Aside from learning the technical aspects of my new field, I also discovered that stereotypes exist about research students involved in data analysis. There is a common misunderstanding that bioinformatics or computational biology research students are just “typing using their keyboards” and their work is not as laborious, as compared to their wet lab experiment peers, thus indirectly indicating that they are “not doing much work.” I experienced a mild identity crisis for a while because of the presence of this stereotype. To change that stereotyping, I talked more about the progress of my work, rather than the results from my data analysis, to my colleagues. I intended to create an awareness that data analysis requires intensive thinking and coding processes before the raw data can be presented as a refined data visualisation for further interpretation.
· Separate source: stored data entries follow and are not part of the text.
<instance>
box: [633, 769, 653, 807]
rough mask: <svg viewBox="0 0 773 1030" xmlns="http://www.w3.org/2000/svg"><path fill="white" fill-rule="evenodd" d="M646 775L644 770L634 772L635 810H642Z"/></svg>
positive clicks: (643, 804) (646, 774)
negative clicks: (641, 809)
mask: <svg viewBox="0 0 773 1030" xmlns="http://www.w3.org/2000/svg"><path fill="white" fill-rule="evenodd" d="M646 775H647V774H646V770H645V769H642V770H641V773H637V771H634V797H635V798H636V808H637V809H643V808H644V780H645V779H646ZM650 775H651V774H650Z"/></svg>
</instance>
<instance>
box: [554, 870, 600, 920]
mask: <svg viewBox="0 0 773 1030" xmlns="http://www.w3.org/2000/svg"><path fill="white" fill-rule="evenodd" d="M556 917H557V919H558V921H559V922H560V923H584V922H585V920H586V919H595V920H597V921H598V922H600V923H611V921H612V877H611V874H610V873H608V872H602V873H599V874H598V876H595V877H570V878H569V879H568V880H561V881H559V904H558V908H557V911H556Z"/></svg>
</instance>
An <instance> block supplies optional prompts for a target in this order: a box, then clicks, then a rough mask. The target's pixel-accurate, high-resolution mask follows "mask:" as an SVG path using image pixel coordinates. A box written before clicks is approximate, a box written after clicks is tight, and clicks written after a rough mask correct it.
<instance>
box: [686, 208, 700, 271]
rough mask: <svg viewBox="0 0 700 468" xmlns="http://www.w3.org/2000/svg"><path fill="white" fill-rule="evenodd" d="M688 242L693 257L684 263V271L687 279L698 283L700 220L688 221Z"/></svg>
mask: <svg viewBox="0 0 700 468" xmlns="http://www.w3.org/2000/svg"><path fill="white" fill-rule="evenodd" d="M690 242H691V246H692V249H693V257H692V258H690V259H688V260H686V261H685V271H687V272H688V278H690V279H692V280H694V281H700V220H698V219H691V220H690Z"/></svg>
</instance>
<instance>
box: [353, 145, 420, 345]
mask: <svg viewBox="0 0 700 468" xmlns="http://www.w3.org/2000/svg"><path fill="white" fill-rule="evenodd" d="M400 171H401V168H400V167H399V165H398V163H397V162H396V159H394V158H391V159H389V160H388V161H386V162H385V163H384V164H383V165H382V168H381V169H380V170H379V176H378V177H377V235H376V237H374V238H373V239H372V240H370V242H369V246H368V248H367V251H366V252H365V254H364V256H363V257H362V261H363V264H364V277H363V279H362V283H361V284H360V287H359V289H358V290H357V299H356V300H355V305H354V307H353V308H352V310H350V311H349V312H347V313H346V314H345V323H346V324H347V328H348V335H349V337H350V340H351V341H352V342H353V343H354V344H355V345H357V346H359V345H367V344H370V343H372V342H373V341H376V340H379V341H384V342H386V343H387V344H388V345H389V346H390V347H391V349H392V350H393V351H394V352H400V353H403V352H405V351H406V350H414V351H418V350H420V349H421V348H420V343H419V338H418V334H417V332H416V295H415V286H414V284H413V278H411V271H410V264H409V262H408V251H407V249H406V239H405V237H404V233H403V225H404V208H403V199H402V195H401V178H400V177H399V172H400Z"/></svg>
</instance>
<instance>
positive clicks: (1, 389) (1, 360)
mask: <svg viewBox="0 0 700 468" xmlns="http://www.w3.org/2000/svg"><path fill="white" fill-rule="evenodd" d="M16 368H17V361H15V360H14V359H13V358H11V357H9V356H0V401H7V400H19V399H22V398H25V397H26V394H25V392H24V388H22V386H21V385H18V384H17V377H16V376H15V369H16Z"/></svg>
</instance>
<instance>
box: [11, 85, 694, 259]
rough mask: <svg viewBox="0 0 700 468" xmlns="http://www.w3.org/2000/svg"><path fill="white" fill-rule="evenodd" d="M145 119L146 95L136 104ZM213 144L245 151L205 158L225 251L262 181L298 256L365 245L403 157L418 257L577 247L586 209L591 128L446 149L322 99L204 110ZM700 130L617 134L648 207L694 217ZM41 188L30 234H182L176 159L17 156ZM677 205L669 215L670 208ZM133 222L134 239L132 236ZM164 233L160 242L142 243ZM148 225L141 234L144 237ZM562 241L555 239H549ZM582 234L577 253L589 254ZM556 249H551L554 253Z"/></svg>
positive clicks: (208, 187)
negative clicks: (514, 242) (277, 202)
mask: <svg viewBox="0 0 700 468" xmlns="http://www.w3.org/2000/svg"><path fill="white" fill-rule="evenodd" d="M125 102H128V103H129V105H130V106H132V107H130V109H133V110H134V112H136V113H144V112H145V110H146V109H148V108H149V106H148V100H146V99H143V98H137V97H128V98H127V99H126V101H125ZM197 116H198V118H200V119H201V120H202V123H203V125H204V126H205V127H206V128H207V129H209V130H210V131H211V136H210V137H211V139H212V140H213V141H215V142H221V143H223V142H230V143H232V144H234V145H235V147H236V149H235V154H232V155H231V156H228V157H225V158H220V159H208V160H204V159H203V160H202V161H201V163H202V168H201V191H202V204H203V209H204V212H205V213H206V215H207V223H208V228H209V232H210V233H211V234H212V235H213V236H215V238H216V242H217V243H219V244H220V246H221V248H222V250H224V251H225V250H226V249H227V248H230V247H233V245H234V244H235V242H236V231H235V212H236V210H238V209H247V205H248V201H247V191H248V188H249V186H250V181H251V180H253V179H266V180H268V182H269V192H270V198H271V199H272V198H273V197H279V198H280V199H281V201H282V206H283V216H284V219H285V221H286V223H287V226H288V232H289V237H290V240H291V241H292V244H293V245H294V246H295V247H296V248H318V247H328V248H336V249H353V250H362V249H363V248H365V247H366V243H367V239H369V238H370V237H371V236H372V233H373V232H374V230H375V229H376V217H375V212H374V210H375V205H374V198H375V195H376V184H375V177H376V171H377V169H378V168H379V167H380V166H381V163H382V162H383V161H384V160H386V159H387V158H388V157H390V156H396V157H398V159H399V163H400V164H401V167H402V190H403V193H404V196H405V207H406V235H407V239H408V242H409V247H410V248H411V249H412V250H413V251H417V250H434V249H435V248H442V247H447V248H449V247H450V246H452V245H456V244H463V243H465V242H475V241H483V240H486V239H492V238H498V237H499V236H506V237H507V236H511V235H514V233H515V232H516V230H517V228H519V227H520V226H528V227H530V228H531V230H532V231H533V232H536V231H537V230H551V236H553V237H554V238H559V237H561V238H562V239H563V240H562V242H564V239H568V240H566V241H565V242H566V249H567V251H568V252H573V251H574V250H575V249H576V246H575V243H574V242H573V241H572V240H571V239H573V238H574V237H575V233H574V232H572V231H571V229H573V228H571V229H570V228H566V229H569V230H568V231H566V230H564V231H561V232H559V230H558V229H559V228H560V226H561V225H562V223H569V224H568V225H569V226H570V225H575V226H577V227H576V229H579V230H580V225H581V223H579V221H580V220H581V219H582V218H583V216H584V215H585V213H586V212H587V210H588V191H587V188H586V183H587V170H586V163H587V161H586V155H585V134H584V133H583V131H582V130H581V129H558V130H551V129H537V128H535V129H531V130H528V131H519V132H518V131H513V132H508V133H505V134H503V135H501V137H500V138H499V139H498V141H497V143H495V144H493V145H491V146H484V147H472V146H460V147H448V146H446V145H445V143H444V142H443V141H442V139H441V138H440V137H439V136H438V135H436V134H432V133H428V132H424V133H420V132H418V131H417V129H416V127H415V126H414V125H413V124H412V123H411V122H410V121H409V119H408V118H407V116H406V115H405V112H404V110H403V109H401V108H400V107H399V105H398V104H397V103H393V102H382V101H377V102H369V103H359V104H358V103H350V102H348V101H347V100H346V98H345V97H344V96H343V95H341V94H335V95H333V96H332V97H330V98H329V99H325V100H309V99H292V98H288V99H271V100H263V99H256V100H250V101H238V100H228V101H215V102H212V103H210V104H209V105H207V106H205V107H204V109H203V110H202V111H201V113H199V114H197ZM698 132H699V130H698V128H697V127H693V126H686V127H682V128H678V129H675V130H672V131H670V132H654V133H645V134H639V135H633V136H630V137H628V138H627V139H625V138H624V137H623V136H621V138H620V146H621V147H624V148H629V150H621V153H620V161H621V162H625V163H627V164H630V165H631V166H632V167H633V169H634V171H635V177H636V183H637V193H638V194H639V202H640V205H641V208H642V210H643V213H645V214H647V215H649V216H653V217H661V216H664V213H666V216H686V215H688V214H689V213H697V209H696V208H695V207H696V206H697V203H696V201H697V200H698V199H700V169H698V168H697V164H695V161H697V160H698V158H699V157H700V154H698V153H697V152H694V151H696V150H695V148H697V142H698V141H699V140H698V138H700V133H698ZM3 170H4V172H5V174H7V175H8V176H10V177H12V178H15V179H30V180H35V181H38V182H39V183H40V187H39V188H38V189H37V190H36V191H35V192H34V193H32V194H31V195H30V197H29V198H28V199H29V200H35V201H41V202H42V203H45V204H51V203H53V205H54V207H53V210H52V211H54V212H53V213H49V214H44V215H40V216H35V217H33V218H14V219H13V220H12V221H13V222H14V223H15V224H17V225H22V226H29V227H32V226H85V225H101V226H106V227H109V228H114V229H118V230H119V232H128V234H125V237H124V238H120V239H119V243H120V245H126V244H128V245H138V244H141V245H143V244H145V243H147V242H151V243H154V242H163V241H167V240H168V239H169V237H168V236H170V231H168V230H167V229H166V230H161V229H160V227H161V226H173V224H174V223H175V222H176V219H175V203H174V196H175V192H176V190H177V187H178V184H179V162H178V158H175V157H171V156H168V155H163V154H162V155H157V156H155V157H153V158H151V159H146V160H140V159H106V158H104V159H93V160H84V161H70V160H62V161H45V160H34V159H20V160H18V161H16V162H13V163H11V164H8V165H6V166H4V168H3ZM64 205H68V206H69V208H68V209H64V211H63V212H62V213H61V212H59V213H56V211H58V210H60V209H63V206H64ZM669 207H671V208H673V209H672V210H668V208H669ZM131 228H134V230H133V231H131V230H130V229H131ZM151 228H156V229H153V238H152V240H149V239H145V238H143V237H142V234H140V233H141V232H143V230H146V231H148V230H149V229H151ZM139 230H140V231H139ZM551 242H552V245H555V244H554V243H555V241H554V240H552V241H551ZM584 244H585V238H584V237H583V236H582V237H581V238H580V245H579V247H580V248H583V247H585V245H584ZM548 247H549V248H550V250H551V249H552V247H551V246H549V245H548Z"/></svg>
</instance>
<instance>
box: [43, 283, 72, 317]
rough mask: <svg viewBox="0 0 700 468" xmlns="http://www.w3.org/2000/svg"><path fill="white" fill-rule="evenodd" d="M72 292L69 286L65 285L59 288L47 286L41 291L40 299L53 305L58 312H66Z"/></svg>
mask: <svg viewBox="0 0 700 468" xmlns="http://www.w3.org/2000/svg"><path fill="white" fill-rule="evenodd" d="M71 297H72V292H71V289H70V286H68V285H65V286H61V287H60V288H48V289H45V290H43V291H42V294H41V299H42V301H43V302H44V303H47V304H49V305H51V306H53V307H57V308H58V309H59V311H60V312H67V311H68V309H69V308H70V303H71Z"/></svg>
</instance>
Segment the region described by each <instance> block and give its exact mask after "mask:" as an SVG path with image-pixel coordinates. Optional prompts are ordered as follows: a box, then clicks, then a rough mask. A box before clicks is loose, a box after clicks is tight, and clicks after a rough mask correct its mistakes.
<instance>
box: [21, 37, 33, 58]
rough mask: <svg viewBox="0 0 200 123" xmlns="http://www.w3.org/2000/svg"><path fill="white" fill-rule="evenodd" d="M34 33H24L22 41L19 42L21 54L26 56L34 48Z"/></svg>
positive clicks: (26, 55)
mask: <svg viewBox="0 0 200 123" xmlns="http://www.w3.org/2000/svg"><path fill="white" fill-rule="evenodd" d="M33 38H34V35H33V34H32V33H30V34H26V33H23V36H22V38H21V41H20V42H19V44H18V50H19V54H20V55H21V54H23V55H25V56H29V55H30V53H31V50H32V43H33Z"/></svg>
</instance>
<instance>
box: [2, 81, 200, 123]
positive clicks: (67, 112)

In retrospect, transitioning from a wet lab monkey to a data miner has been rewarding despite it being a rocky journey. The transition was definitely possible through persistence and determination. I am now a Master of Philosophy (MPhil) research candidate at the Plant Epigenetics and Reproduction Group at the University of Adelaide working on understanding plant epigenetics via data analysis. I have presented my work via talks and posters at both local seminars and national conferences. The national conferences include the Australian Bioinformatics and Computational Biology Society (ABACBS) Conference 2017 (Adelaide), Australasia Conference for Undergraduate Research (ACUR) 2017, ComBio2018 (Sydney), and Lorne Genome Conference 2019 (Victoria).
In sum, I have come a long way and I am extremely grateful for the mentorship I have received from really fantastic researchers and data scientists here at my current university. However, I believe that there is still more to learn. And I am looking forward to what the future holds for a girl who is curious about the world of bioinformatics and computational biology.